The self-advantage in detecting delay in visual feedback about a movement when it is viewed in the natural perspective is an objective measure of body ownership through agency (Hoover and Harris 2012). Variation in performance with perspective has also been found in self/other recognition of hands and feet (Saxe et al. 2006; Conson et al. 2010), when judging which hand is portrayed in a static image (Parsons 1994; Dyde et al. 2011), and for the rubber hand illusion (Costantini and Haggard 2007; Holmes and Spence 2007). So interpreting the self-advantage as indicating ownership is clear when looking directly at one’s own body. But why might a similar advantage be given to views of the face seen in a mirror?

Mirror viewing

Identifying the face in the mirror as being one’s own has long been regarded as an ultimate test of self-recognition. Thus, countless hours have been spent trying to get various species to indicate that they can recognize themselves in mirrors by, for example, seeing if they could remove tags that could only be seen in a mirror (Gallup 1970; Bertenthal and Fischer 1978; Nielsen et al. 2006). Of course, humans can perform this task with ease, but the present study is the first objective demonstration that the face in the mirror is given preferential treatment.

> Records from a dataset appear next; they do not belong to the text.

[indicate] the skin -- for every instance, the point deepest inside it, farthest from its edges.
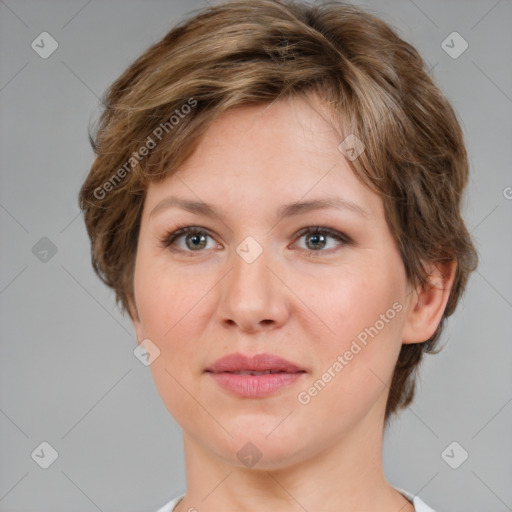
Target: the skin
(303, 299)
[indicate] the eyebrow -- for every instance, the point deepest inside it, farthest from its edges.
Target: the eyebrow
(287, 210)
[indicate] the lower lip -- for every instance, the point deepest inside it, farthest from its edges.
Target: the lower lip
(255, 386)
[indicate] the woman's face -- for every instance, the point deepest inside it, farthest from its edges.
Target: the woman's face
(332, 303)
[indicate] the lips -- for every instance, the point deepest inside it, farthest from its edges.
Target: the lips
(258, 364)
(254, 377)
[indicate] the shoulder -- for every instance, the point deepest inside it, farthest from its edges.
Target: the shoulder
(169, 507)
(419, 504)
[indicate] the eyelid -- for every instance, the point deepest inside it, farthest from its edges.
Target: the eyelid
(181, 230)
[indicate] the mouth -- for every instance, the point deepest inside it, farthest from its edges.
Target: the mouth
(255, 376)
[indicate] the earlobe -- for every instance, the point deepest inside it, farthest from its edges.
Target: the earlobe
(428, 303)
(134, 316)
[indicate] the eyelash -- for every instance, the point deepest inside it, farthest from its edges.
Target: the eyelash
(181, 230)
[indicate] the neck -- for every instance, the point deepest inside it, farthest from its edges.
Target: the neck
(345, 477)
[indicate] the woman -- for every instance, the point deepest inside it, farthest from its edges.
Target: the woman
(275, 201)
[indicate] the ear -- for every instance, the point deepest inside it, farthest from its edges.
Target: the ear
(134, 316)
(428, 303)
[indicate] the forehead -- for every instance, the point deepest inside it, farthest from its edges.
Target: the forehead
(268, 154)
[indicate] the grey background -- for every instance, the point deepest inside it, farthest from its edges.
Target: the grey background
(68, 374)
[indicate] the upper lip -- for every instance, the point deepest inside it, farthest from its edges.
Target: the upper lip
(257, 363)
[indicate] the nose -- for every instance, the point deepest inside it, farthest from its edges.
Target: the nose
(252, 296)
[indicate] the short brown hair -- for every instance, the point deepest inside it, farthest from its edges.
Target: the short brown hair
(253, 52)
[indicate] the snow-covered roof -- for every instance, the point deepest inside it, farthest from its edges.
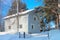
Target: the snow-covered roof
(20, 13)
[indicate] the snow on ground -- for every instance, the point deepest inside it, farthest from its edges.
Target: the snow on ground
(53, 35)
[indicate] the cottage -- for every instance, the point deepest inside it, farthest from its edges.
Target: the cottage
(28, 22)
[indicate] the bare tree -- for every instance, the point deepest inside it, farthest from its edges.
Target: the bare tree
(13, 9)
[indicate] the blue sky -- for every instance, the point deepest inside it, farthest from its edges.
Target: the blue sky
(30, 5)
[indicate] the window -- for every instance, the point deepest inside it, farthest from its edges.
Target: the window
(20, 26)
(34, 18)
(9, 27)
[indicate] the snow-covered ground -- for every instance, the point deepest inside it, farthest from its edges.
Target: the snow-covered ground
(53, 35)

Mirrors allow us to match personal sensorimotor events with simultaneous visual information seen from an allocentric perspective. Since mirrors are used on a daily basis, it is likely that we create an internal representation of our face that combines egocentric and allocentric perspectives. Interestingly, performance at detecting delays while viewing the natural perspective in the mirror view (hand 141 ms; head 152 ms) falls between performance while viewing the direct (hand 126 ms) and the behind (hand 160 ms; head 172 ms) views in the natural perspective. This indicates that there is possibly less of a sense of ownership for the face in the mirror than for the hands. Faces are highly ecological and provide very strong cues to self-identification relying heavily on featural configuration. Thus, when a face is inverted, it is harder to identify changes in these configurations (Yin 1969; Leder and Bruce 2000; Thompson 1980). Our data suggest that when the face in the mirror is viewed upside down, the consequent reduction in performance is a quantifiable estimate of this reduction in identifiability and ownership.

Viewing invisible views

There was no self-advantage when detecting visual feedback asynchrony for head or hand movements viewed in the behind view. This suggests an absence of an internal visual representation of this viewpoint of our body—all such presentations could best be considered as “other.” Of course, we cannot see ourselves from behind, so it is unlikely that we would recognize the image as corresponding to ourselves. But what then does this mean for our sense that our back is part of our self? Recent studies have suggested a special connection between the front and back of the body (D’Amour and Harris 2014). Perhaps non-visible parts of the body are pinned to surfaces that are visible but this is not enough to provide a self-advantage.

Conclusion

We have examined three views of the body: the direct view of the hand, the mirror view of the face and hand, and the view from behind. We have demonstrated a progressively weaker effect of varying the visual perspective from which these views are seen in the ability to detect temporal asynchrony between self-initiated movements and visual feedback concerning the movement for these three views. We interpret this as indicating that body parts that can be seen directly are treated as more part of the self than other body parts. We conclude that the sense of self is linked with the sight of self.